‘Betrayal’ Review: Pinter at the Pinter

Tom Hiddleston returns to the London stage for this haunting new drama

I am not the most avid theatre-goer, but when my mum and I were given the opportunity to see the revival of the renowned Harold Pinter play, ‘Betrayal’, starring Tom Hiddleston on 16th March, we couldn’t say no.  

‘Betrayal’ centres around three people: Robert (Hiddleston), his wife, Emma (Zawe Ashton), and his best friend, Jerry (Charlie Cox), who is also married, focusing on the affair between Emma and Jerry, and how it affects all three of them over the course of seven years. The play begins with Emma and Jerry meeting two years after the affair has ended and closes with them forming their secret relationship during a party. This reverse chronology is a signature style choice of Pinter, explaining how certain story elements came to pass in a fascinating way that couldn’t be conveyed if told in traditional chronological order.  

There are two adjectives I would primarily use to describe this production: ‘human’ and ‘stark’. All of the dialogue, despite having been written over four decades ago, feels natural and organic, filled with awkward pauses, over-analysis of words, empty promises of future squash matches and half-truths. Whenever the whole truth is told, however, is where the play and Pinter’s talent truly shines. The shame radiating from Ashton at the heartbreak written across Hiddleston’s face when she suddenly reveals her infidelity to him, and the shock in Cox’s when he learns that Robert knew about the affair for years illustrate how powerful a handful of words can be, emphasised by all three’s incredible performances.  

Sometimes, silence was the best storyteller as well, such as when Robert and Emma are passionately kissing, but she pulls away without verbal explanation in the absolute guilt of her actions, and when Jerry playfully tosses up Emma and Robert’s daughter, Charlotte, into the air during a Christmas party, all of them genuinely happy and laughing as friends should be for a fleeting second. I have never cried whilst watching a play; moments like these left a tragic, almost disturbing ambiance that the entire audience felt.  
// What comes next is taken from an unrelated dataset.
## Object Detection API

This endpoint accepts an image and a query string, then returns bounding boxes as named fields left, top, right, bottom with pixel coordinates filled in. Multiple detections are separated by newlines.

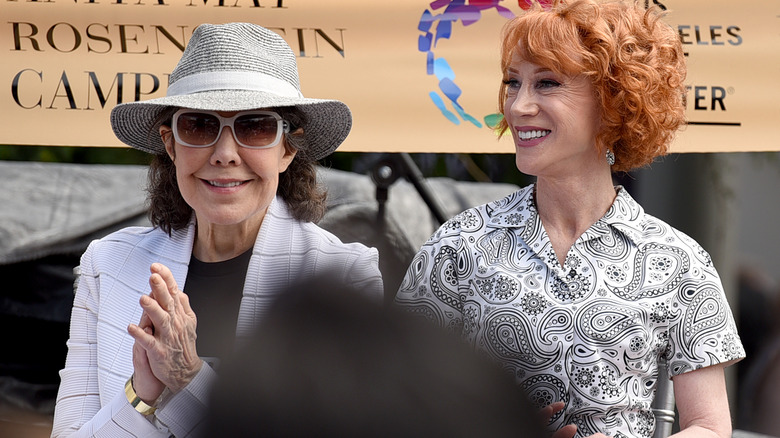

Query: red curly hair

Director Jamie Lloyd has done an exemplary job to maintain this story’s core: people’s relationships with other people and all that entails with that. There is no Broadway glitz and glamour here: created by Soutra Cilmour, all costumes are of ordinary modern-day garb and the set is entirely painted a clinical white, and the lighting, designed by Jon Clark, is either a harsh white or a sullen dark blue. All of this combined with a rotating stage drives home how much they literally revolve around each other, telling a simple yet hauntingly cyclical story of raw human emotion and betrayal.